La reconnaissance d’une injustice systémique, subie entre autres en vertu de la gestion administrative, de surcroît « bien intentionnée », de la vie des populations vivant sur le territoire des États de droits suppose donc d’admettre l’existence d’une forme d’oppression sans oppresseur, qui caractériserait une société – la nôtre – pourtant réputée « libre ». À la différence de la notion classique d’oppression, qui renvoie à la tyrannie qu’une minorité exerce ouvertement sur certains groupes sociaux, voire sur l’ensemble de la société, ce concept d’oppression – théorisé par la philosophe américaine Iris Marion Young – dénote un ensemble de « processus systématiques et institutionnels qui entravent l’apprentissage ainsi que l’usage satisfaisant et étendu de compétences dans des contextes socialement reconnus », ou encore « des processus sociaux institutionnalisés qui inhibent la capacité des personnes à composer et communiquer avec autrui, ou d’exprimer leurs sentiments et perspectives sur la vie sociale dans des contextes où ils sont écoutés »[62].

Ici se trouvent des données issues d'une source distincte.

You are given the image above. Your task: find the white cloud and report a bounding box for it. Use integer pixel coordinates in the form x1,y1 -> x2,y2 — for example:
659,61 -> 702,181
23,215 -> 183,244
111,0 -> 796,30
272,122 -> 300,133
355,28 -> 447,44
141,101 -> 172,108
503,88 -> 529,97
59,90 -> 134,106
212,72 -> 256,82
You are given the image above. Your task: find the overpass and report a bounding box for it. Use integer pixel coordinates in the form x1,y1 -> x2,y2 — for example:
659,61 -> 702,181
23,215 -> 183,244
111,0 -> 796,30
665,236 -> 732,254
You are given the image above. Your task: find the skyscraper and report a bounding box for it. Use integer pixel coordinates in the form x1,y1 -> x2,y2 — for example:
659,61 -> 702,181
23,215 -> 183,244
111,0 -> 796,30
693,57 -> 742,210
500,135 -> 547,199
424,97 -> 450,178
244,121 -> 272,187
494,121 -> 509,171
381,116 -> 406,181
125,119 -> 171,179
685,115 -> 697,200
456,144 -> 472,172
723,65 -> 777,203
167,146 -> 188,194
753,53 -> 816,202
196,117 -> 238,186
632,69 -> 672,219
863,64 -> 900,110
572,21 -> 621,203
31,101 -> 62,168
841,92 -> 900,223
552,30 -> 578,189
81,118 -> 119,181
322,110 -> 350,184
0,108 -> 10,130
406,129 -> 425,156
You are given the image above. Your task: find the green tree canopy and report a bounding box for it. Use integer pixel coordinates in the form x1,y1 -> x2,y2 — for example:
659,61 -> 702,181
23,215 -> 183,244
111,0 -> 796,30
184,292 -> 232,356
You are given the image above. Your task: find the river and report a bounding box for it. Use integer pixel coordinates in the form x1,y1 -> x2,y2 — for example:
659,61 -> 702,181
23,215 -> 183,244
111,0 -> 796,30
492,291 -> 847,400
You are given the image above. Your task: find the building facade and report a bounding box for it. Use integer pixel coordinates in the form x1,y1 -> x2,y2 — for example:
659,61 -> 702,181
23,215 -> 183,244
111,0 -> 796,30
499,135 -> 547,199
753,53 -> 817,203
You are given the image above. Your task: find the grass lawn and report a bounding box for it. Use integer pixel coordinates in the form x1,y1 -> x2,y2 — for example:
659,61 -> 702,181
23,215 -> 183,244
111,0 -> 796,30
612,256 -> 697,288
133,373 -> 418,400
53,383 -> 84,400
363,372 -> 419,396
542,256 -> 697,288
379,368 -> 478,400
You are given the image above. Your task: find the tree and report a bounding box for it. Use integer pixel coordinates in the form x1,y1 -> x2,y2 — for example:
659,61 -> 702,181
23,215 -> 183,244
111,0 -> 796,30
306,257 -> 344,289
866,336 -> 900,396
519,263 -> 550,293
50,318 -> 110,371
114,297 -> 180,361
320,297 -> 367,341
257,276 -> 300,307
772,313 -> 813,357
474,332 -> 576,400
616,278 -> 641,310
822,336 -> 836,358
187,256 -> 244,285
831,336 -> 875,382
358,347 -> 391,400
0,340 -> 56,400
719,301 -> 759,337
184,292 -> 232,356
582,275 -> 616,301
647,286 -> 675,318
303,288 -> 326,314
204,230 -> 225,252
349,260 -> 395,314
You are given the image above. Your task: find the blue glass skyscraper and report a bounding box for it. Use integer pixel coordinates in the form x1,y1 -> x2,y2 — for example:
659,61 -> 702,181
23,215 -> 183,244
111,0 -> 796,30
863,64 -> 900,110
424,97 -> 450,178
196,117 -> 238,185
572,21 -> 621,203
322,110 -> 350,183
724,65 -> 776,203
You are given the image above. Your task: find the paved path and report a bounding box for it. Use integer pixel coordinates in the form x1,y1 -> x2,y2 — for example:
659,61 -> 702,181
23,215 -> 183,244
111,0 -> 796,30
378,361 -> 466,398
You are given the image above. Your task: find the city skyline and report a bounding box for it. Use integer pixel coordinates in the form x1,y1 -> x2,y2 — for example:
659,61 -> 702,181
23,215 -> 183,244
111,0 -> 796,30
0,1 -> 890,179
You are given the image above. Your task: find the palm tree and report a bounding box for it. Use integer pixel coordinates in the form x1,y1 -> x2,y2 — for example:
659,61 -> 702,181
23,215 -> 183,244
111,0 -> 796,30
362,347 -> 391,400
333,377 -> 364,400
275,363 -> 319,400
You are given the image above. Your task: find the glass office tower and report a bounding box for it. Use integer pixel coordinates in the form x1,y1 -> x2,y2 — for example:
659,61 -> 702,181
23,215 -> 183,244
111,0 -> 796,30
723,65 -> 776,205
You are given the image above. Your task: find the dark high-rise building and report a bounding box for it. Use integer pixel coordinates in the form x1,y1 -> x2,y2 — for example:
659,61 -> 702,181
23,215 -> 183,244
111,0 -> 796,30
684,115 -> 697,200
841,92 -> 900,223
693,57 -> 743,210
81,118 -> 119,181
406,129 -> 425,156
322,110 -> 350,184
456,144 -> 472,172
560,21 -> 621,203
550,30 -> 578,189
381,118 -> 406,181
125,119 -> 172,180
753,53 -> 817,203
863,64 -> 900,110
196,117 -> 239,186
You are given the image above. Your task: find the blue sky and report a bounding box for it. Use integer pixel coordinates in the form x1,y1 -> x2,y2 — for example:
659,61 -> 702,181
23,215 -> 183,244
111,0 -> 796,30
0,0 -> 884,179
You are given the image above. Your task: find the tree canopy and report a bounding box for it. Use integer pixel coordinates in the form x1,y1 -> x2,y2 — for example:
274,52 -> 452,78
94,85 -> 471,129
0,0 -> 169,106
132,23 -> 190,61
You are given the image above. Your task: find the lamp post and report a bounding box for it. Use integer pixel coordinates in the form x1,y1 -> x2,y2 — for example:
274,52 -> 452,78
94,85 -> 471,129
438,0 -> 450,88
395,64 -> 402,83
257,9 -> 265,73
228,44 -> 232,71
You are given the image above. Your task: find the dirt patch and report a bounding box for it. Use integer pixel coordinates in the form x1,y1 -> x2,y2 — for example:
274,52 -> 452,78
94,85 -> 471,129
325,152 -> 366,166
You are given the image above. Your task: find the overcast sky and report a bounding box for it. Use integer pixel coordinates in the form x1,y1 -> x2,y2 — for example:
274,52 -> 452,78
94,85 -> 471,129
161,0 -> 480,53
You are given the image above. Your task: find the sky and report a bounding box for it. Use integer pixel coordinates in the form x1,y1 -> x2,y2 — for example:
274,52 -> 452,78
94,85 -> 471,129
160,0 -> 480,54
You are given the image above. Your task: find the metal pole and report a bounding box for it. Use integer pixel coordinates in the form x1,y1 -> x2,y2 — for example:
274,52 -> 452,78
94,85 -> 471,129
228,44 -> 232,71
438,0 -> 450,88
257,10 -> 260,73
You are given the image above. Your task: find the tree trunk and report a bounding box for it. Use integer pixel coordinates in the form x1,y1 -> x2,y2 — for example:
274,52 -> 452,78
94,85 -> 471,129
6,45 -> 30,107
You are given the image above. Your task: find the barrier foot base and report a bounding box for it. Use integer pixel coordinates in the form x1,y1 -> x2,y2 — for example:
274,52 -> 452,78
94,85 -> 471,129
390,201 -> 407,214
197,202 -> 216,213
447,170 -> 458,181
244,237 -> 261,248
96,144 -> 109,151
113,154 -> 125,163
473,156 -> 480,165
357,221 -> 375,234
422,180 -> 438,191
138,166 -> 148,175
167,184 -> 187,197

Or, reconnaître l’existence d’une telle oppression systémique au sein de nos sociétés, à laquelle l’État participerait d’une manière active, quoique pas nécessairement programmatique, remettrait en question l’un des postulats de base du discours des droits humains, qui est le caractère pacifié et unifié des sociétés occidentales. En effet, bien qu’il soit malaisé d’identifier des groupes concrets organisant consciemment l’oppression d’autres groupes sociaux, il n’en demeure pas moins que le fondement et l’enjeu de l’oppression consistent en la reproduction des privilèges que certains groupes possèdent par comparaison avec d’autres groupes, dits dominés ou opprimés. La rationalité de l’oppression réside dans la reproduction d’une structure sociale inégalitaire qui permet des privilèges pour certains au prix de l’oppression d’autrui[63]. Dans cette optique, la société n’est donc ni unifiée ni pacifiée, mais elle demeure clivée et traversée par des luttes entre intérêts proprement inconciliables.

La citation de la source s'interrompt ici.